Oireachtas Joint and Select Committees
Wednesday, 17 June 2015
Committee of Inquiry into the Banking Crisis
Nexus Phase
Mr. David Doyle:
Okay. Well, my recollection is that at a board meeting the previous day or two days ... I think it was the previous day, that the Governor at that meeting said that up to that point his conclusion, having regard to all the analysis available to him, was that a guarantee shouldn't be part of the suite of measures, but that given where things were now he felt that, for the first time, that a guarantee would have to be contemplated.

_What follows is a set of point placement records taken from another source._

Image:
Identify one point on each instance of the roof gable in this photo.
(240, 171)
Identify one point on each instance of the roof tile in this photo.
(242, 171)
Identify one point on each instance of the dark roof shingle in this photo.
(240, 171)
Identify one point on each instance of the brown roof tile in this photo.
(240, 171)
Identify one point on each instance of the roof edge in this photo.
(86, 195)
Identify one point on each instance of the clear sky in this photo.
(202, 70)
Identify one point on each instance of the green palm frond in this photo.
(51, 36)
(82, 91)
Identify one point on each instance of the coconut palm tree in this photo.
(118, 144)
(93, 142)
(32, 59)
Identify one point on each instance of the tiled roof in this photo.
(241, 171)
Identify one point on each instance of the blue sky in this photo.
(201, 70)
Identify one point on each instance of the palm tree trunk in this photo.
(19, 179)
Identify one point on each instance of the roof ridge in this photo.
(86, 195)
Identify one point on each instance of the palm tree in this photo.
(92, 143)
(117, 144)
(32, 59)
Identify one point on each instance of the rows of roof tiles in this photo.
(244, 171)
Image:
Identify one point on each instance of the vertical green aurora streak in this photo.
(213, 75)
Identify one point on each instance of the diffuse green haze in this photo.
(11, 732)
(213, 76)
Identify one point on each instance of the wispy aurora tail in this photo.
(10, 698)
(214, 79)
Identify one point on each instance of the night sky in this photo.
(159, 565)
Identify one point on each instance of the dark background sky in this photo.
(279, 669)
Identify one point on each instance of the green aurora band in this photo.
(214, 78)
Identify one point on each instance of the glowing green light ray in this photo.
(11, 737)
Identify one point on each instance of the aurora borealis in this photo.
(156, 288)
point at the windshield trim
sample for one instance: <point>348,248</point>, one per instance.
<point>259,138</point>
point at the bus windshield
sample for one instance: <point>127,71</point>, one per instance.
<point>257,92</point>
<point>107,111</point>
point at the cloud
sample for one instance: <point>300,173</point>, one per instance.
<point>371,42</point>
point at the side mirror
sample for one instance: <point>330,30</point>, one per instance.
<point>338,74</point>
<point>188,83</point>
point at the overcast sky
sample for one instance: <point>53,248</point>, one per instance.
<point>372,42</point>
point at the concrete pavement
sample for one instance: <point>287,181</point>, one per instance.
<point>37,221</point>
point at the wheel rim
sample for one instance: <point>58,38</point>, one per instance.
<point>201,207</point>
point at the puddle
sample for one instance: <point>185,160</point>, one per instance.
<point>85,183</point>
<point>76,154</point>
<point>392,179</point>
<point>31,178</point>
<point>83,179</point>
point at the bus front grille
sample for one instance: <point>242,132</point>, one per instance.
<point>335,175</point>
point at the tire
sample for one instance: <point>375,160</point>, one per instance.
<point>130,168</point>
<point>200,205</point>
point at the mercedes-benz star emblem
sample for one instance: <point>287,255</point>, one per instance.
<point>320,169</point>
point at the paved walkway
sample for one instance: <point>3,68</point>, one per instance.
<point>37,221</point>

And in the light of that, then, I posed the question, "What are the implications of that going to be, for the sovereign debt cost?" Now, in Brendan's note, which actually wasn't copied to me at the time ... what the note at the top ... oh, yes, it was ... I'm sorry it was, it was forwarded on by William ... what Brendan's note is saying there, a 1% increase in debt costs, and the debt ... national debt at the time was €50 billion, so that's going to cost €500 million. The reference to €110 million nationalised bank is a separate issue. That was hypothetical and if it had been nationalised, in fact, it wasn't going to be on the basis of the State writing cheques to make up for the borrowing of those nationalised banks, so it's ... I don't think the read ... I can see where he was coming from, but it was going to be, we were going to be underwriting ... the nationalisation would have meant that we would have been standing behind the borrowing of the banks, not actually, borrowing the money. So we're like the State, like the borrowing of the ESB which ... so what was really critical there was the 1% and the half a billion that that was involved in the additional servicing cost, and that was the figure around which the fees for the guarantee centred, in, in the days after the guarantee had been decided.